Use the `PC-Relate` app on the BioData Catalyst powered by Seven Bridges platform to perform a PC-Relate analysis of the example 1000 Genomes data using the LD pruned variants. Use the PC-AiR PCs to adjust for population structure. The steps to perform this analysis are as follows:

- Copy the app to your project if it is not already there:
  - Click: Public Resources > Workflows and Tools > Browse
  - Search for `PC-Relate`
  - Click: Copy > Select your project > Copy
- Run the analysis in your project:
  - Click: Apps > `PC-Relate` > Run
  - Specify the Inputs:
    - GDS File: `1KG_phase3_subset_pruned.gds` (has pruned variants from all 22 chromosomes)
    - PCA file: `1KG_phase3_subset_pca.RData`
  - Specify the App Settings:
    - pcrelate_beta > Number of PCs: 7
    - pcrelate > Number of PCs: 7
    - pcrelate > Return IBD probabilities?: TRUE
    - pcrelate_correct > Sparse threshold: -1 (to keep full dense matrix)
    - kinship_plots > Kinship plotting threshold: 0
    - kinship_plots > Return IBD probabilities?: TRUE
    - Output prefix: "1KG_phase3_GRCh38_subset" (or any other string to name the output file)
  - Click: Run
  
The analysis will take a few minutes to run. You can find your analysis in the Tasks menu of your Project to check on its progress and see the results once it has completed.

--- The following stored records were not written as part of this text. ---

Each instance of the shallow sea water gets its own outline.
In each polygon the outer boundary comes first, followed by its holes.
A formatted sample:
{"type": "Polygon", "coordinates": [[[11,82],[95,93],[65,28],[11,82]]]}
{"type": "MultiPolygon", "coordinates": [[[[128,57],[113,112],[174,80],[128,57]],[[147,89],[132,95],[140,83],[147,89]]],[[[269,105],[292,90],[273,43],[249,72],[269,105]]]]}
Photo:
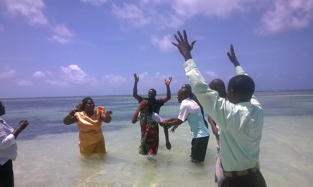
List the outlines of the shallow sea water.
{"type": "MultiPolygon", "coordinates": [[[[313,183],[313,90],[256,92],[264,108],[261,171],[268,186],[310,186],[313,183]]],[[[160,95],[157,98],[161,98],[160,95]]],[[[13,162],[17,187],[208,186],[214,182],[215,137],[211,134],[205,160],[190,161],[191,137],[187,123],[170,134],[165,148],[162,129],[156,156],[138,153],[140,129],[131,117],[138,106],[132,96],[91,97],[97,106],[113,110],[112,121],[103,123],[107,153],[81,156],[78,130],[63,118],[84,97],[1,99],[1,117],[15,127],[29,121],[19,136],[13,162]]],[[[179,103],[172,99],[160,110],[163,118],[177,117],[179,103]]]]}

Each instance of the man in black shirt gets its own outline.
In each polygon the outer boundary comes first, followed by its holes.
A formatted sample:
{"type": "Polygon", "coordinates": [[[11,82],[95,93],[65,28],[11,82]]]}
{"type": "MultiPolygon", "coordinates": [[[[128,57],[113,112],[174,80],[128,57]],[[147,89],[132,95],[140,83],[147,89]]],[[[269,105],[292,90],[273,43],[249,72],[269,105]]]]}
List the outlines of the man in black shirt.
{"type": "MultiPolygon", "coordinates": [[[[134,84],[134,90],[133,91],[133,96],[139,103],[145,98],[141,96],[138,95],[137,94],[137,84],[139,81],[139,76],[137,77],[136,74],[134,74],[134,77],[135,78],[135,82],[134,84]]],[[[172,80],[172,77],[169,77],[167,80],[164,79],[164,83],[166,85],[167,92],[166,97],[162,99],[156,99],[156,91],[153,89],[149,90],[148,92],[148,99],[151,102],[151,107],[152,109],[152,111],[158,114],[160,112],[160,109],[161,107],[163,106],[164,103],[167,102],[171,99],[171,90],[170,89],[170,83],[172,80]]]]}

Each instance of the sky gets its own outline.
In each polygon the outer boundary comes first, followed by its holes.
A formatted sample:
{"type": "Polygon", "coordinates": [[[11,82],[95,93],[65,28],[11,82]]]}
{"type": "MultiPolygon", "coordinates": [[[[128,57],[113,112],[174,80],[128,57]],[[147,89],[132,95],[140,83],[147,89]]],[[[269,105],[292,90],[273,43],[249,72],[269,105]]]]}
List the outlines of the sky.
{"type": "Polygon", "coordinates": [[[185,29],[207,82],[313,89],[312,0],[0,0],[0,98],[172,92],[188,83],[171,43],[185,29]]]}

The output of this analysis is a `<output_prefix>_pcrelate.RData` file that contains the PC-Relate relatedness estimates, a `<output_prefix>_pcrelate_Matrix.RData` file that contains a sparse matrix of kinship estimates (more on this in the Advanced GWAS tutorial), and a `<output_prefix>_pcrelate_all.pdf` with the plot of estimated kinship vs. k0. Look at the kinship plot -- how many 1st degree relative pairs are identified? How many 2nd degree relative pairs are identified?

You can find the expected output of this analysis by looking at the existing task `05 PC-Relate` in the Tasks menu of your Project. 

### Solution 2.A.4 (Application)

From the kinship plot, you can see that there are 6 1st degree relative pairs (5 parent-offspring; 1 full sibling) and 2 2nd degree relative pairs identified.